We’ve talked about what bioprinting entails in general. We’ve touched on the types of cells that we can incorporate into bioprinted constructs. We’ve also discussed the potential of this technology to create novel chimeric structures and compared 3D bioprinting to plastic 3D printing. It’s now time to talk about another critical component in all of this: biomaterial formulations that will provide the scaffolding for the cells of our engineered constructs.

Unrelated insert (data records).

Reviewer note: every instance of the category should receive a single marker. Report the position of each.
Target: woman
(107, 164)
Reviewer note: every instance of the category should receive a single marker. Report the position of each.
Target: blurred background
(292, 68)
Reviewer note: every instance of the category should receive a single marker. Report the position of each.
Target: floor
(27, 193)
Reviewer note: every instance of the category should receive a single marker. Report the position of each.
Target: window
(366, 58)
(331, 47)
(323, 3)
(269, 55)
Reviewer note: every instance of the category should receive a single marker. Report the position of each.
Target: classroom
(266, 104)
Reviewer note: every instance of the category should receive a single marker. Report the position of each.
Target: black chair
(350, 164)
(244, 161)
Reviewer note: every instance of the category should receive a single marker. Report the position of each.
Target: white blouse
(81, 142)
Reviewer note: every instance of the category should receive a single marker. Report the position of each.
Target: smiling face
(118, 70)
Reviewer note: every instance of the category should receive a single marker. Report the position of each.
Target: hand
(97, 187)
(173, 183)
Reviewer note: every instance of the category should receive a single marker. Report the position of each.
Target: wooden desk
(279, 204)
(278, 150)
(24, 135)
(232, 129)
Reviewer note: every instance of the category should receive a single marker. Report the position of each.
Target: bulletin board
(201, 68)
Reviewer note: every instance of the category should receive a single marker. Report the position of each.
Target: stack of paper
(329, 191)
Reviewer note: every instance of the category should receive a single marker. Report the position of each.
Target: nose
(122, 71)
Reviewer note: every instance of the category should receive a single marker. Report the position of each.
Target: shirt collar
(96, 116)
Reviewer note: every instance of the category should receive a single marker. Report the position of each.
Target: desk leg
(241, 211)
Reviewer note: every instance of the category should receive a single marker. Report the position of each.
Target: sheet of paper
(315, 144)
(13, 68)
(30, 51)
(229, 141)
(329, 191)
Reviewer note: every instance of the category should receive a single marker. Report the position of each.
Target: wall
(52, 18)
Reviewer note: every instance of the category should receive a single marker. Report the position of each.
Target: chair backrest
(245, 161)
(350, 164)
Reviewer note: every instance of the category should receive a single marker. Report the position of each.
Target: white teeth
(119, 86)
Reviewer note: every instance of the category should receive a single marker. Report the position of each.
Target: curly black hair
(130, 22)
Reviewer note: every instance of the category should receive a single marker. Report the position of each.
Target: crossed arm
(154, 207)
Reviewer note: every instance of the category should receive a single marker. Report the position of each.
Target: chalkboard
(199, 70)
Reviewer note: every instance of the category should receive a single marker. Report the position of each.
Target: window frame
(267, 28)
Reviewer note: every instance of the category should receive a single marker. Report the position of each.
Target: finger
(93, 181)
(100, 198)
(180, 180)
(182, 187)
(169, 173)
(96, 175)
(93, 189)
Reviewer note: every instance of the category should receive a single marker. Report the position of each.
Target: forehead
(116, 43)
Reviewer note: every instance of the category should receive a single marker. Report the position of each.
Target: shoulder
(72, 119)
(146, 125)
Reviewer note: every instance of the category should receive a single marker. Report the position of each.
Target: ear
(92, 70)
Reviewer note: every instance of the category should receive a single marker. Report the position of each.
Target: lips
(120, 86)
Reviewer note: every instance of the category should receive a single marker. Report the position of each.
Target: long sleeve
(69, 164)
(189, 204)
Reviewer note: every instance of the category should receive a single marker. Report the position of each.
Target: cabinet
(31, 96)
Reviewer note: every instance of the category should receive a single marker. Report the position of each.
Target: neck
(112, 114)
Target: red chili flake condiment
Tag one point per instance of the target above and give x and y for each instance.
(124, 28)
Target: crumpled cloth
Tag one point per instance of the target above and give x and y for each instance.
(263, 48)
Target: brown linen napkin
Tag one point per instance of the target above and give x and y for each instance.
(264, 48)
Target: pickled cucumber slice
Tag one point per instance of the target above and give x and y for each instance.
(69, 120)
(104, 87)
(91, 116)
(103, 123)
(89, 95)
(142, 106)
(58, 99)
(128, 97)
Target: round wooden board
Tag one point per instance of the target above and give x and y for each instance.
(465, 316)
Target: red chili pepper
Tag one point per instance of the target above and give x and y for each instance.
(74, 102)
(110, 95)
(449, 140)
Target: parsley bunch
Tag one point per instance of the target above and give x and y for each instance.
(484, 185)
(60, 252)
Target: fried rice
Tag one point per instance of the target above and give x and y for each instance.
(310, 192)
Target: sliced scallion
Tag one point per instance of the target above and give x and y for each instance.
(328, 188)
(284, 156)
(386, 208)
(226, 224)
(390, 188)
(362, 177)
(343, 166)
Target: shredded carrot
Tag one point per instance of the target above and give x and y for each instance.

A recent paper titled, “Engineering Hydrogels for Biofabrication”, published in Advanced Materials in 2013 did an outstanding job discussing the state-of-the-art in the field of biomaterials. In this post, we attempt to summarize their work in the context of our own efforts at Allevi.
Malda et al. 25th Anniversary Article: Engineering Hydrogels for Biofabrication. Adv. Mater. 2013, 25, 5011–5028
Biomaterials form the scaffolding which supports cells and growth factors during their delivery to damaged tissues and organs. As mentioned in previous pieces and in what will be the subject of a piece coming out later in the week, the 3D environment of the cells is vital in helping maintain cell morphology, differentiation state, and activity. Unfortunately, the 3D scaffolds that have been used in most existing work offer limited spatial control of the cells, ECM, and growth factors encapsulated within them. This is where the additive manufacturing technique of 3D bioprinting comes in to offer the potential of much greater spatial regulation and the ability to design more physiologically accurate tissues. That said, we are still limited in the resolution we can achieve with 3D printing techniques – something which we, at Allevi, are striving to change.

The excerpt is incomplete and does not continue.